A few weeks ago, we introduced three great new additions to the UNMC ID team. Among them, was Dr. Jonathan Ryder, a recent UNMC ID Fellowship graduate who joins UNMC ID faculty as an instructor working on the General ID service line. He is also completing a 3rd year fellowship in Antimicrobial Stewardship. Read on to get to know more about Dr. Ryder!

Tell us a little about your background.

I was born and raised in central Missouri, near Jefferson City. I studied biology and history at Truman State University in Kirksville, Missouri. During college, I attended UNMC’s Summer Undergraduate Research Program. I subsequently attended medical school at UNMC, graduating in 2017. I left UNMC for Indiana University School of Medicine for internal medicine residency, then returned to UNMC for infectious diseases fellowship, which I finished in June 2022.

Why did you choose UNMC?

Dr. Jonathan Ryder, a new addition to UNMC ID faculty.

UNMC has provided me ample opportunities for personal and professional growth, for which I am quite appreciative. When looking for a career in infectious disease, I was always interested in pursuing academia, as I love the teaching/learning environment, the pursuit of new knowledge through research, and providing clinical expertise at a referral hospital. An important part of success in academia is having a supportive environment, which I have found at UNMC. I have found multiple mentors to help me grow in my areas of interest: antimicrobial stewardship, medical education, and infection control. Essential to this supportive environment is the talented faculty. Lastly, Omaha remains a key reason for staying at UNMC, as it is close to family and continues to provide convenient living with plenty of entertainment and adventure.

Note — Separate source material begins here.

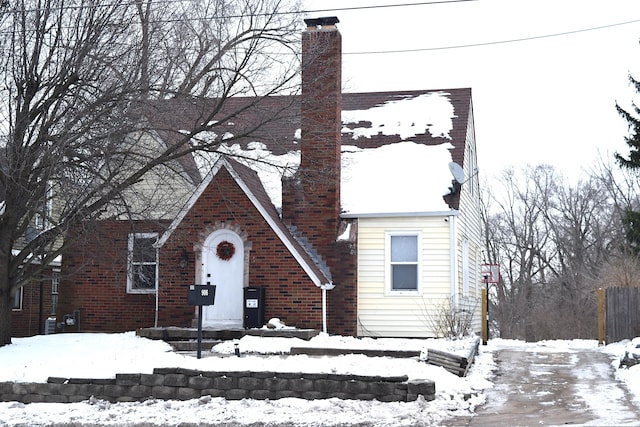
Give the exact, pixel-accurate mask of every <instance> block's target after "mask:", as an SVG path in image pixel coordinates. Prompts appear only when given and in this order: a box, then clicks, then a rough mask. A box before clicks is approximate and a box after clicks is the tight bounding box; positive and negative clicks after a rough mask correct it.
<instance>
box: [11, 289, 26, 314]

What about ID makes you excited?

I continue to be excited about ID because of the breadth and depth of the field and the many ways we can contribute to improving patient care. Antimicrobial stewardship increasingly is essential to protecting our available antimicrobials and reducing antimicrobial resistance. Similarly, the field of infection control protects our patients and contributes expertise when novel pathogens arise. The widespread use of antibiotics puts ID at the forefront of medical education, as nearly every specialty uses these treatments. There remains a large need for clinical research in these areas and pursuing new knowledge keeps me interested and excited for the future!

Tell us something interesting about yourself unrelated to medicine.

I greatly enjoy reading history, especially history of science, medicine, and late 19th/early 20th century of US and Europe. However, I have recently started reading more fiction as well, in particular the Dune and Lord of the Rings series, given the recent theatrical productions of these books.